De tous les temps, la musique a été éminemment politique. Parfois, la musique fait bien plus qu’adoucir les mœurs, elle les contrôle.
Le concept de nation se distingue de celui du pays en ce qu’il implique la conscience d’une unité et la volonté de vivre en commun. Une nation transcende les particularismes locaux et appelle à la convergence des mœurs. Après les indépendances de 1960, les nouveaux Etats africains deviennent, du jour au lendemain, des Etats démocratiques, dotés de constitutions qui en attestent. Si pour beaucoup d’entre eux, cette indépendance a été l’aboutissement de mouvements nationalistes, la construction d’une identité nationale a été un défi pour les nouveaux dirigeants.
Au Zaïre, Mobutu Sese Seko qui succède par force au père de la nation Patrice Lumumba était conscient de ce défi dès 1965 et son règne sur son pays jusqu’en 1997 a été marqué de différentes stratégies de revendications de sa légitimité en tant que « Guide », « Sauveur » et Zaïrois, telles que la propagande culturelle. Afin d’asseoir sa légitimité dans le cœur de ceux qui devaient désormais s’appeler mutuellement « citoyens » et de les convaincre de leur dépendance sur lui, Mobutu et son parti le Mouvement populaire de la Révolution ont eu recours à « l’animation politique », en plus de la censure habituelle des médias. Le contrôle de la pensée ne fut pas l’apanage du régime de Mobutu car il se retrouve dans beaucoup d’autres régimes totalitaires mais ce qui fait sa particularité a été l’approche active consistant à élaborer ses propres chants et à les imposer à son peuple. Son approche n’était pas seulement négative, par le biais de la censure, mais proactive.
Le culte de la personnalité et son érection en figure spirituelle salvatrice n’ont pas été introduits dès son accession au pouvoir.
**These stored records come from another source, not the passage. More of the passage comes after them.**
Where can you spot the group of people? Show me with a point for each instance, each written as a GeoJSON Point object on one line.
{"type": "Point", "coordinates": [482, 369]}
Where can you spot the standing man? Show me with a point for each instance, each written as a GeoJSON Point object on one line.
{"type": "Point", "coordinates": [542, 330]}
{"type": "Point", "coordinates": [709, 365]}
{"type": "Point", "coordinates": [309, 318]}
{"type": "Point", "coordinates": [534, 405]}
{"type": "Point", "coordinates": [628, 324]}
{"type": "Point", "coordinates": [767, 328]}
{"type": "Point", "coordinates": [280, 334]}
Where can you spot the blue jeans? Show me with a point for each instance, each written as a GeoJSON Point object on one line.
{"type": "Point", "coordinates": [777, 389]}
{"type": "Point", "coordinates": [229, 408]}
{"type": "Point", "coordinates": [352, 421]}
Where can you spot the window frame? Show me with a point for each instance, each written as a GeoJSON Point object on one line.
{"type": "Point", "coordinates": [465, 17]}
Il fallait au départ revendiquer une unité nationale par la politique de l’authenticité avant de se montrer, enfin, comme le garant suprême de cette unité, en faisant parfois appel à des artistes populaires tels que le compositeur, chanteur et musicien, Franco Luambo.
La revendication de l’unité nationale
« C’est lorsqu’un peuple peut dire et communiquer ce qu’il ressent dans son for intérieur, lorsqu’il peut chanter et danser, qu’il est heureux. »
Mobutu s.d. III : 72
L’actuelle République démocratique du Congo connaît des transformations symboliques sous Mobutu qui, après trente ans, finissent par se concrétiser.
Dès 1972, Mobutu entame sa politique de l’authenticité. Son discours en 1965 se limitait encore au nationalisme économique mais change lorsqu’il commence à rechercher une révolution culturelle. L’authenticité signifiait l’abandon de l’héritage colonial dans toutes ses formes et la renaissance nationale. Le pays devient République du Zaïre, les noms authentiques se substituent aux noms chrétiens, l’abacost remplace les costumes occidentaux, les femmes sont sous l’obligation de s’habiller en trois pièces et les pantalons leur sont interdits. L’authenticité visait à associer le passé à un présent-futur imaginaire, ce qui signifiait recourir à l’authenticité culturelle afin de construire une identité nationale, moteur du développement économique.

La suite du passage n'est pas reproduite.